La instrumentalización de la pandemia contra los cristianos

Durante las restricciones de la pandemia, la rama local del Saylani Welfare International Trust no distribuyó alimentos a las familias cristianas pobres en el distrito de Korangi en Karachi (Pakistán), y las ONG islámicas negaban la ayuda a los no musulmanes cuando esta última provenía de las ofrendas de Zakat y de limosnas religiosas de los seguidores del islam.

Las violaciones estatales de la libertad religiosa durante la pandemia de coronavirus iban desde las intencionales pero draconianas hasta las calculadas y francamente represivas.

Sri Lanka entra en la primera categoría: cristianos y musulmanes han protestado contra la obligación de cremación para cualquier persona que haya muerto, o se sospeche que ha muerto, debido al COVID-19, una medida que va mucho más allá de las recomendaciones de la OMS y se opone a la norma tradicional de los entierros de ambas comunidades.

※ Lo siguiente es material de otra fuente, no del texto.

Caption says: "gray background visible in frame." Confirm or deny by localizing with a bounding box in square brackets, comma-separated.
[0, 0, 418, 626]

Mientras tanto, Vietnam ha utilizado el coronavirus como pretexto para reprimir a los creyentes y ha convertido al menos a una comunidad cristiana en chivo expiatorio de la propagación del virus en Ho Chi Minh.

Conclusión

Durante el período analizado, la persecución de los cristianos siguió empeorando en los principales países afectados. El nacionalismo religioso y el autoritarismo han intensificado los problemas para los fieles, incluido el regreso de los talibanes al poder en Afganistán, lo que ha llevado a los cristianos y otras minorías a intentar una huida desesperada.

La violencia sistemática y un clima de control han hecho que en países tan diversos como Corea del Norte, China, India y Birmania, haya crecido la opresión de los cristianos.

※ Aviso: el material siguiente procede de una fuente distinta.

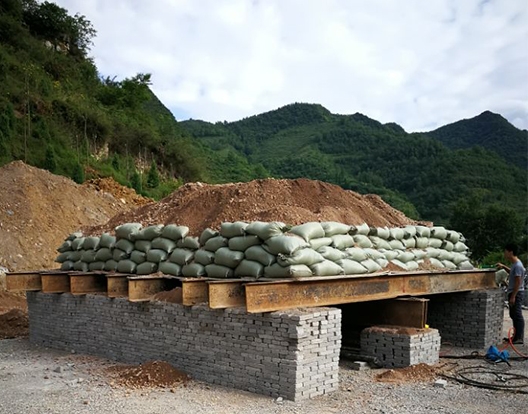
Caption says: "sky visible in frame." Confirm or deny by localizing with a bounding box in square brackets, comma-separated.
[54, 0, 528, 132]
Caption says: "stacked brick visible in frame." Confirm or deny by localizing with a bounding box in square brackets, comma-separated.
[428, 289, 504, 349]
[361, 326, 440, 368]
[57, 222, 473, 278]
[27, 292, 341, 400]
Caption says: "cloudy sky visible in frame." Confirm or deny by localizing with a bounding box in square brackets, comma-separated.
[55, 0, 528, 131]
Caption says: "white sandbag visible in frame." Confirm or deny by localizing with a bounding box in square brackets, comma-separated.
[161, 224, 189, 242]
[245, 221, 287, 240]
[235, 259, 264, 278]
[264, 263, 313, 278]
[220, 221, 248, 239]
[244, 245, 277, 266]
[321, 221, 351, 237]
[310, 237, 334, 250]
[309, 260, 345, 276]
[277, 248, 325, 266]
[263, 235, 310, 256]
[227, 234, 262, 252]
[290, 221, 325, 242]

En otros lugares, la escalada de violencia, cuyo objetivo suele ser expulsar a los cristianos, ha dado lugar a campañas de intimidación, orquestadas por actores militantes no estatales. África es motivo de especial preocupación a este respecto, ya que el extremismo amenaza a comunidades cristianas anteriormente sólidas. En Nigeria y otros países, esta violencia supera claramente el umbral del genocidio.